Labor Department Investigating Disputed SAG National Election
The Labor Department is investigating last year’s national election of the Screen Actors Guild to determine whether alleged ballot irregularities influenced the outcome of the vote, various sources said Wednesday.
Last week, five SAG members asked the Labor Department to intervene after the union’s elections committee in January scrapped the results of the November election of SAG President Melissa Gilbert and two other nationally elected officers.
In their petition to the Labor Department, SAG members argued that the elections committee lacked the authority to overturn the election and that they were biased toward Valerie Harper, who lost the presidential race to Gilbert by 1,588 votes out of about 28,000 votes cast.

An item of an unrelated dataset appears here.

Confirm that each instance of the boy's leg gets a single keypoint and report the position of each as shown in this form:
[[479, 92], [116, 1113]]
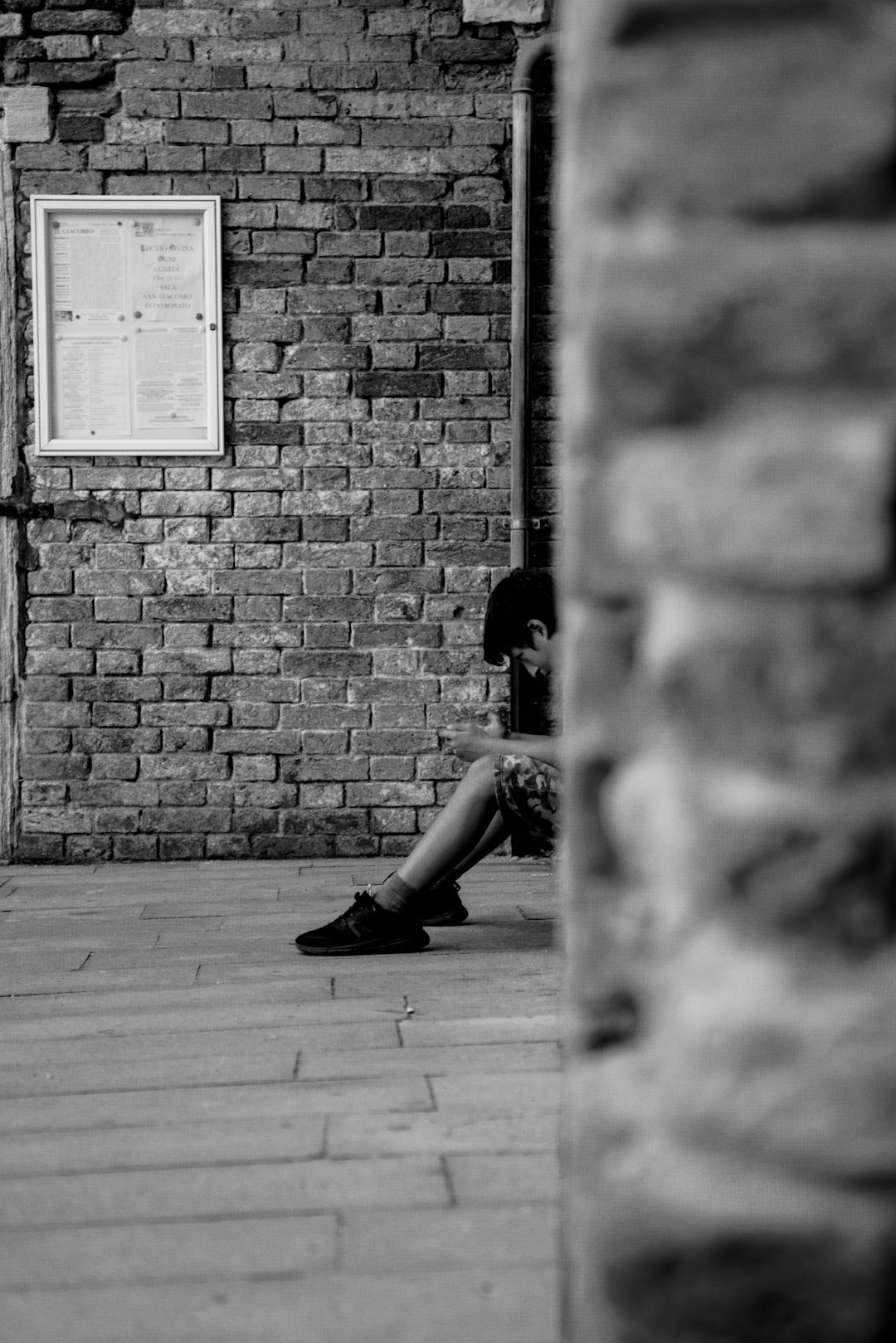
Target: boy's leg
[[386, 922], [466, 829]]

The elections committee voted to scrap the election results because New York members had two extra days to vote and the company that printed the East Coast ballots failed to include a signature line similar to ballots sent to members on the West Coast.

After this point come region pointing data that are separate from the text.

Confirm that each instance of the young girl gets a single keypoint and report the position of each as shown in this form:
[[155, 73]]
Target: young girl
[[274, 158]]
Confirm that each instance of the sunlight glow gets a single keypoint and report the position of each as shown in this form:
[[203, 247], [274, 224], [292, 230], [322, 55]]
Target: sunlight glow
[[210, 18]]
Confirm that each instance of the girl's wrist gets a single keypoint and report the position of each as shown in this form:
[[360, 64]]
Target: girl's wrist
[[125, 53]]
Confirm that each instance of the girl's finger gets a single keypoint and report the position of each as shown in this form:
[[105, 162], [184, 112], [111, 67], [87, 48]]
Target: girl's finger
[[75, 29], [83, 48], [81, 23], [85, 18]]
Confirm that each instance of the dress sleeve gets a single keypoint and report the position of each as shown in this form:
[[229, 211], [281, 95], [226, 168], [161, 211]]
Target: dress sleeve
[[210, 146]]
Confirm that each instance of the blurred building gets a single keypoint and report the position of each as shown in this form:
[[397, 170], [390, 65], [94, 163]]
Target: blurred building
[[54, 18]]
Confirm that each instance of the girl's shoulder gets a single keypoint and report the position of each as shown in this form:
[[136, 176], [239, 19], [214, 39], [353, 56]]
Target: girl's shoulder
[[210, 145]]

Although the five SAG members hoped their Labor Department petition would derail the new election, it will go as planned because the government’s investigation could last up to 60 days. Ballots will be mailed to SAG members Monday and are due by March 8, when the votes will be tabulated.
Harper issued a statement Wednesday saying the November election was “badly bungled” and that she was confident the Labor Department would protect union members’ “right to a fair and honest election.”
Amy Aquino, a SAG board member who is a Gilbert supporter, said some “Harper supporters took two benign procedural mishaps and they’re trying to turn these into violations.”
In the most extreme case, the government could call for a SAG election that would be supervised by the Labor Department.